China has long recognised that more diverse ownership of its currency is A Good Thing. This month's moves to lift restrictions on the circulation of the renminbi in Hong Kong's interbank market are small steps in that general direction.
Progress remains painstaking. The settlement of cross-border trade in renminbi – stage one of the masterplan – is embryonic, accounting for less than 1 per cent of China's total international trade. Six years after Hong Kong banks were first granted licenses to offer renminbi deposit-taking, exchange and remittances, balances have grown to Rmb85bn ($13bn) – less than 3 per cent of the city's deposits in Hong Kong dollars. Liberalising the capital account – stage two – is even less advanced. The number of bonds denominated in Asia-Pacific currencies issued by non-residents ranges from 79,220 in Japanese yen to four in renminbi. Stage three – the renminbi as international reserve currency – looks a long way away.

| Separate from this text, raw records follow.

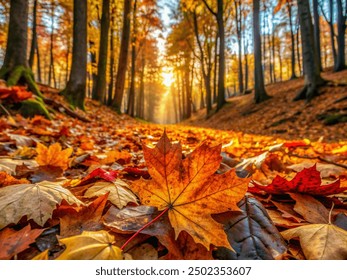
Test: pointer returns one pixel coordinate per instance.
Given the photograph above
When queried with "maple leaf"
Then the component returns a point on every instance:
(119, 194)
(90, 245)
(53, 155)
(320, 241)
(251, 233)
(7, 180)
(86, 218)
(36, 201)
(190, 190)
(13, 242)
(306, 181)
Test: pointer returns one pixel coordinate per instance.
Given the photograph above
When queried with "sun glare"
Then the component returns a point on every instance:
(168, 77)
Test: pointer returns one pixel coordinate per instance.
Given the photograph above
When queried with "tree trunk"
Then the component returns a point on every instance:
(15, 68)
(341, 34)
(311, 68)
(131, 100)
(221, 61)
(75, 90)
(123, 58)
(259, 88)
(103, 49)
(238, 22)
(317, 33)
(289, 8)
(34, 37)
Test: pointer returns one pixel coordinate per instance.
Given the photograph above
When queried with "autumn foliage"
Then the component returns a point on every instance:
(134, 193)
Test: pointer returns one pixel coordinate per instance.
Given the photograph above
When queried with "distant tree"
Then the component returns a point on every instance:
(123, 57)
(15, 68)
(341, 35)
(75, 90)
(103, 49)
(310, 60)
(260, 94)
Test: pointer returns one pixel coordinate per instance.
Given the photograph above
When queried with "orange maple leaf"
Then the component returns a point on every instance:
(190, 190)
(53, 155)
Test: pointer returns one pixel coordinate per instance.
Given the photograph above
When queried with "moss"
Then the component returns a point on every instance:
(32, 107)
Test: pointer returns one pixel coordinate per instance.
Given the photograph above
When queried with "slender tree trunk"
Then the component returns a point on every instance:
(51, 75)
(317, 33)
(103, 49)
(131, 100)
(16, 49)
(311, 67)
(341, 35)
(259, 88)
(123, 57)
(238, 22)
(221, 62)
(332, 32)
(75, 90)
(34, 37)
(111, 84)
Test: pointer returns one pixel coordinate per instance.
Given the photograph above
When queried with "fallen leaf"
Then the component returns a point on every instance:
(311, 209)
(90, 245)
(320, 241)
(251, 233)
(13, 242)
(53, 155)
(190, 190)
(307, 181)
(7, 180)
(86, 218)
(119, 194)
(36, 201)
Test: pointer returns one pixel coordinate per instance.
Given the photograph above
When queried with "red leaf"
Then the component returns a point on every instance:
(306, 181)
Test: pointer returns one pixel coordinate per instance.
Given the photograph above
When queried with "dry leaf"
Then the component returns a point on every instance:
(36, 201)
(119, 194)
(320, 241)
(190, 189)
(90, 245)
(13, 242)
(53, 155)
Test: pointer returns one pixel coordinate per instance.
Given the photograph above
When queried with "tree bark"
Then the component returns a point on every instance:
(103, 50)
(311, 67)
(123, 58)
(289, 9)
(317, 33)
(75, 90)
(260, 94)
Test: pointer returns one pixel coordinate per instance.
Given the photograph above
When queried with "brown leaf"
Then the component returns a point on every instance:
(13, 242)
(311, 209)
(53, 155)
(320, 241)
(87, 218)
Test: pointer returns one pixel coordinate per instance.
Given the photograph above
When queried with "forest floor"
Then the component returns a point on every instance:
(69, 185)
(280, 116)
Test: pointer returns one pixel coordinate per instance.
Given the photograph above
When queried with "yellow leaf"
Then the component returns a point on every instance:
(53, 155)
(320, 241)
(36, 201)
(119, 194)
(91, 245)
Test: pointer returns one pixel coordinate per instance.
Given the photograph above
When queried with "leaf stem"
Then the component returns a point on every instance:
(143, 227)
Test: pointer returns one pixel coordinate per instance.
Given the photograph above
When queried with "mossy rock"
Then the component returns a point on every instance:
(31, 107)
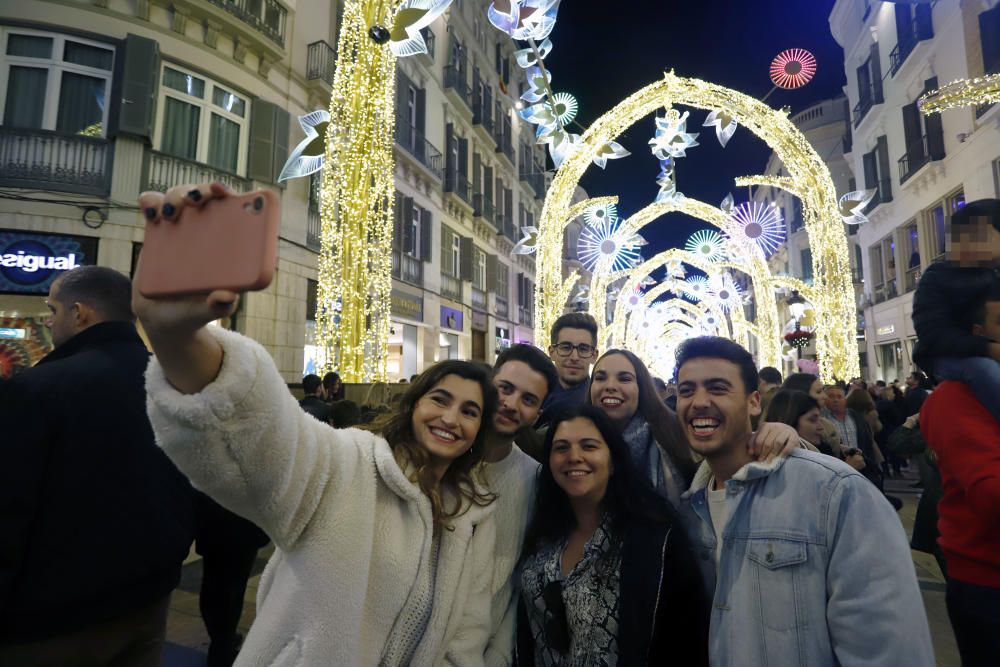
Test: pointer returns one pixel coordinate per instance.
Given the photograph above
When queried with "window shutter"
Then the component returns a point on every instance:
(467, 258)
(876, 75)
(491, 272)
(263, 127)
(407, 224)
(425, 235)
(882, 150)
(140, 74)
(933, 126)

At bottom, Beijing is conflicted. The more widely the renminbi is owned, the less control China has over its price. The longer China drags its feet, though, the greater the upward pressure on the commodity-focused Aussie, Canadian and Kiwi dollars, which have become renminbi proxies. And the less shy the US will become of evoking the “1971 option”. In August of that year, the US imposed a 10 per cent tariff on dutiable imports, having wearied of imbalances caused by pegged currencies in Japan, France and Britain. Within a week, all three had depegged; the US dropped the tariff months later.